Zum Nationalbewusstsein und Fähnchenschwenken haben Sie sich am 16. Juni um 12:20 im Thread „Erdogans Unterstützer“ etwas anders geäußert:
„Es ist ja auch auffallend, dass in Deutschland das nationale Bewusstsein mit Fahnenschwenken und so (…Schland) immer bei einer WM oder EM ihren Höhepunkt erreicht. Das hat ja auch etwas Unausgegorenes.
Ich bin auch der Meinung, dass aufgrund unserer speziellen Geschichte uns eine ,vornehme Zurückhaltung‘ durchaus gut zu Gesicht steht.
Im Übrigen wird das Fahneschwenken bei solchen Sportereignissen nicht „verspottet“. Aber viele – meine Wenigkeit eingeschlossen – finden es nicht sehr überzeugend, Massensog… Ich kann damit leben, aber mein Ding ist es nicht. Diese Art Nationalgefühl ist mir fremd.“
@ Brigitte Ernst
Das muss ich Ihnen wirklich lassen: Ihnen entgeht aber auch nichts. Und trotzdem kann ich Ihnen Paroli bieten:
Zu meinen beiden Aussagen, sowohl am 15. Juni (nicht 16.) als auch von gestern kann ich stehen. Zum Einen ist der Kontext im Juni ein anderer ((Gündogan, Özil). Am 15. Juni sind wir beim Absingen der Nationalhymne und dem Fähnchenschwenken anderer Länder gelandet und ich bin darauf eingegangen. Jetzt waren wir beim WM-Aus der Deutschen und auch bei dem (übertriebenen) Nationalismus.

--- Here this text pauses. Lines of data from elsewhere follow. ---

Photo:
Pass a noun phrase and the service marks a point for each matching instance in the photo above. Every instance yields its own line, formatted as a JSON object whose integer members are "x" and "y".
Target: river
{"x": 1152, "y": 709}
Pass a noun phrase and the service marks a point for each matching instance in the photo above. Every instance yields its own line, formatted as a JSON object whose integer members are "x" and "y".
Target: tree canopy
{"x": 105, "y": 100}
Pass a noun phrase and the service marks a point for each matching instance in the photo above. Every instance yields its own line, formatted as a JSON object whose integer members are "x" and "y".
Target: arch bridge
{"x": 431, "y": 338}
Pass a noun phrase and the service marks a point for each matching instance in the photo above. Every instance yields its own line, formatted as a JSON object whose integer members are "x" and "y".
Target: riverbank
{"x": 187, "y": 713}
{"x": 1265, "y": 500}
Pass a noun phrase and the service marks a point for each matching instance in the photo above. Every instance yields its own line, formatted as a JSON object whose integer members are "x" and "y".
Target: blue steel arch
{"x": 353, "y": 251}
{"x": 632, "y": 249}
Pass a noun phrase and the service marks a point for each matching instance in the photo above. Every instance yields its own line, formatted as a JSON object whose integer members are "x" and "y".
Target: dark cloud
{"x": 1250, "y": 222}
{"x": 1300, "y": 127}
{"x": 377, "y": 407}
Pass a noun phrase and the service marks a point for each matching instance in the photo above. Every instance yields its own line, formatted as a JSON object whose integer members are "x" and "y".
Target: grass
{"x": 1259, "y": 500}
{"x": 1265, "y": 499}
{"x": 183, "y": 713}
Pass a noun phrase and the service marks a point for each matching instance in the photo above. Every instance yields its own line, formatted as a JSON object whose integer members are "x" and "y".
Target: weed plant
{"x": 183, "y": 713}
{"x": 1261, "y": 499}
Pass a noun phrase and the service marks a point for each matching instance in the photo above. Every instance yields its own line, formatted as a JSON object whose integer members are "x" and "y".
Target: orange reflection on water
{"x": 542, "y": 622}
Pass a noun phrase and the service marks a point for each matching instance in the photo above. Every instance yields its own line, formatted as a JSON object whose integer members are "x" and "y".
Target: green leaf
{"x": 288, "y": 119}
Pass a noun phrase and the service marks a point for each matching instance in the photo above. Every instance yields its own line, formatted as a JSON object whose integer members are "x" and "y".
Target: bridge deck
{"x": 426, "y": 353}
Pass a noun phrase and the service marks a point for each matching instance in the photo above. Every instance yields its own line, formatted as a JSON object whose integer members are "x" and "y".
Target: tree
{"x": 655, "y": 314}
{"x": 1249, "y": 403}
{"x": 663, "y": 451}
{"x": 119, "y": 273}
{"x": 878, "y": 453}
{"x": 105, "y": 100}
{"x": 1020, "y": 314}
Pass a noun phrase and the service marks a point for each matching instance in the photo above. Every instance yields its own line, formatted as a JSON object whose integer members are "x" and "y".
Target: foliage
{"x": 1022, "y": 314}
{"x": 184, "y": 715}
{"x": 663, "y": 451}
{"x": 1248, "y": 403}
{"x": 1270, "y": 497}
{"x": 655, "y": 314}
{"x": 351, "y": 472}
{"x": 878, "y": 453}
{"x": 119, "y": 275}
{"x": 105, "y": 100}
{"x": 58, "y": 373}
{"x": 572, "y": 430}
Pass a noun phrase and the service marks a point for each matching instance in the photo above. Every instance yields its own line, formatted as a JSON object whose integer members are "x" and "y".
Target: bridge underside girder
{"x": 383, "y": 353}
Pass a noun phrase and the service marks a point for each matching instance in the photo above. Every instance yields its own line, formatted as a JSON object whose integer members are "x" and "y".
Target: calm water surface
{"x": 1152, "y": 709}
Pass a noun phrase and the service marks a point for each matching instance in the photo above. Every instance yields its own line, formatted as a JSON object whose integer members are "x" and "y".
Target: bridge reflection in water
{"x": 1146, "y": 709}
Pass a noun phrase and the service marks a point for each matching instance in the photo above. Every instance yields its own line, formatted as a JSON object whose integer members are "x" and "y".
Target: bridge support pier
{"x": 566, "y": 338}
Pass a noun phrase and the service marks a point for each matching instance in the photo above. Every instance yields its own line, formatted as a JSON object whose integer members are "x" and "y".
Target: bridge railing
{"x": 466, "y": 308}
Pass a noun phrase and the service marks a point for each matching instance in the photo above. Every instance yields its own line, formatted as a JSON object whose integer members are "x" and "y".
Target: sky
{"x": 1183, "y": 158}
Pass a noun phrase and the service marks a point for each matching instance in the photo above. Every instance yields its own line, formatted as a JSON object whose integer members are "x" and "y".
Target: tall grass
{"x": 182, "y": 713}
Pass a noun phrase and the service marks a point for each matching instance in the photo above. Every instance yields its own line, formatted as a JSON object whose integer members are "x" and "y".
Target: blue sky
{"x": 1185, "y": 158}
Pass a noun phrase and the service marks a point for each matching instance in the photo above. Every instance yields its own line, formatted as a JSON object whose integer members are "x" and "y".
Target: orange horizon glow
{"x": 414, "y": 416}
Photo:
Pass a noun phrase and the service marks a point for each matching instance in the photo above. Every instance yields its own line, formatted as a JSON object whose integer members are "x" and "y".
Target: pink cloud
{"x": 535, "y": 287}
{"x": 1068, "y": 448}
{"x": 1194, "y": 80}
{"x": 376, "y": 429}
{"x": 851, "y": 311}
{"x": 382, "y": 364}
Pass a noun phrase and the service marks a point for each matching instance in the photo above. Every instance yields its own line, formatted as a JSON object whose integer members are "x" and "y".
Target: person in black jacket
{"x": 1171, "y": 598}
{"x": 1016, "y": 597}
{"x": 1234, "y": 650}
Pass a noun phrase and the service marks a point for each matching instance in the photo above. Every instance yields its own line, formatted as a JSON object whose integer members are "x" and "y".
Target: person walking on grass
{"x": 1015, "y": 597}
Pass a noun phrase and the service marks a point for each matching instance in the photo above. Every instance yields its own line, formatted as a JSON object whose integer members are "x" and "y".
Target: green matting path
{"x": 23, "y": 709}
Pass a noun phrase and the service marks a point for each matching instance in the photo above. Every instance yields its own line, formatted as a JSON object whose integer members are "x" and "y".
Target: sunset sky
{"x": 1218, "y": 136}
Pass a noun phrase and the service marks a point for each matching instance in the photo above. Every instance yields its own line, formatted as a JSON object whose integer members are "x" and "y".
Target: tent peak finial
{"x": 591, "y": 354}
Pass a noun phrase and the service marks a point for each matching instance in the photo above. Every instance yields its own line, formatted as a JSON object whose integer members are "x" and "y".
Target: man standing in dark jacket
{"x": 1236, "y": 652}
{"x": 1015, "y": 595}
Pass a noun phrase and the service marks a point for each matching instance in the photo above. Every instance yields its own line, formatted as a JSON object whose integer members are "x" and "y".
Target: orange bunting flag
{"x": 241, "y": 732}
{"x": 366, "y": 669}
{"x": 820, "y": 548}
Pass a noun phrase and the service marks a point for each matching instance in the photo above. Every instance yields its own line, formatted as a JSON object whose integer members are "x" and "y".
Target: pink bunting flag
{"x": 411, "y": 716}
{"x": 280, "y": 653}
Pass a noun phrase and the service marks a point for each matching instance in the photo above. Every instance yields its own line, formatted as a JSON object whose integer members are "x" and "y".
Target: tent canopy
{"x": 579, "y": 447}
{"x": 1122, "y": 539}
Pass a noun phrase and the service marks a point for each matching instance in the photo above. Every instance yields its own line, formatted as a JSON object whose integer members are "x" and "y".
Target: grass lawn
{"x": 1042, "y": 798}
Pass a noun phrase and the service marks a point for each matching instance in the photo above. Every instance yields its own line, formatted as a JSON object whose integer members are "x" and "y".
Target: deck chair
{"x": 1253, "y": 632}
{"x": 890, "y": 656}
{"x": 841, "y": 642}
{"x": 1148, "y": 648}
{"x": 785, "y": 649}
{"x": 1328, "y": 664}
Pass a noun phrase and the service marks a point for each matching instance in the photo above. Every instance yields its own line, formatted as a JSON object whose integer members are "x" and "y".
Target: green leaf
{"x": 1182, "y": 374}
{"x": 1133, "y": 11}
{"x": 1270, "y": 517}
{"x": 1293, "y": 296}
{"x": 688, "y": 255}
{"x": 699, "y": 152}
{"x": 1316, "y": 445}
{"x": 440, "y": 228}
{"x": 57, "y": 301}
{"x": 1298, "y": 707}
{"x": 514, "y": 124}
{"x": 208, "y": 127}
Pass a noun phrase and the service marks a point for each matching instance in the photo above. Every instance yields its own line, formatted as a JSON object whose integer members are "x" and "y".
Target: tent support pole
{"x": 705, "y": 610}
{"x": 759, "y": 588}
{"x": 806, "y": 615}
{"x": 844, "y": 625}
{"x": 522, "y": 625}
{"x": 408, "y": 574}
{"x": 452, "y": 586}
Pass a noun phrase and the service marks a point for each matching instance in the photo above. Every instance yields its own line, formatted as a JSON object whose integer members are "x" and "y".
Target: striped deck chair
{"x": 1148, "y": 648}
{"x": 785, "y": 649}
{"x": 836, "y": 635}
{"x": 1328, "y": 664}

Ich habe im Grunde bei beiden nichts anderes gesagt, als dass ich persönlich wenig mit Fahnenschwenken und dieser plötzlichen Fußballbegeisterung bei den großen Ereignissen am Hut habe. Beim Public Viewing wird’s deutlich. Das Fußballspiel und die Qualität des Spiels sind mir am Wichtigsten. Und ich lasse mich, je nach dem, auch mitreißen.
Ich unterscheide auch zwischen Stadionstimmung und Public Viewing und dem Drumherum. Zumal der Fußball oft nur ein Ventil ist.
Einerseits beklagen Sie, Frau Ernst, einen übertriebenen Nationalismus bei den großen Spielen und andererseits sagen Sie am 17. Juni („Guendogan“), dass auch eingebürgerte Spieler die Nationalhymne singen sollten. Das ist doch auch nicht frei von Widerspruch! 1974 bei der WM in Deutschland hat auch kein Spieler beim Abspielen der deutschen Nationalhymne den Mund bewegt. Keinen hat’s gestört.
Da wird doch heute viel mehr Tamtam draus gemacht.
Dass ich dann bei Ihren Aussagen vielleicht eine Note zuviel hinein interpretiert habe, das kann schon sein. Aber Sie lassen ja auch nicht locker mit dem Nationalismus und „Überbewertung solcher Sportereignisse“.
Das, was in den unsozialen Netzwerken passiert (Häme, Demütigung, Hass) und was Frau Hartl auch beklagt, ist ja berechtigt. Aber ich spreche nicht von den unsozialen Netzwerken, die mir in diesem ganzen Kontext gestohlen bleiben könnten. Die Printmedien berichten doch ganz anders und fachlich überaus gut (eben auch die FR). Wenn Sie die Verbissenheit in diesen Netzwerken ablehnen, bin ich ganz bei Ihnen (Politsprech). Aber ich bin lieber beim Leben draußen.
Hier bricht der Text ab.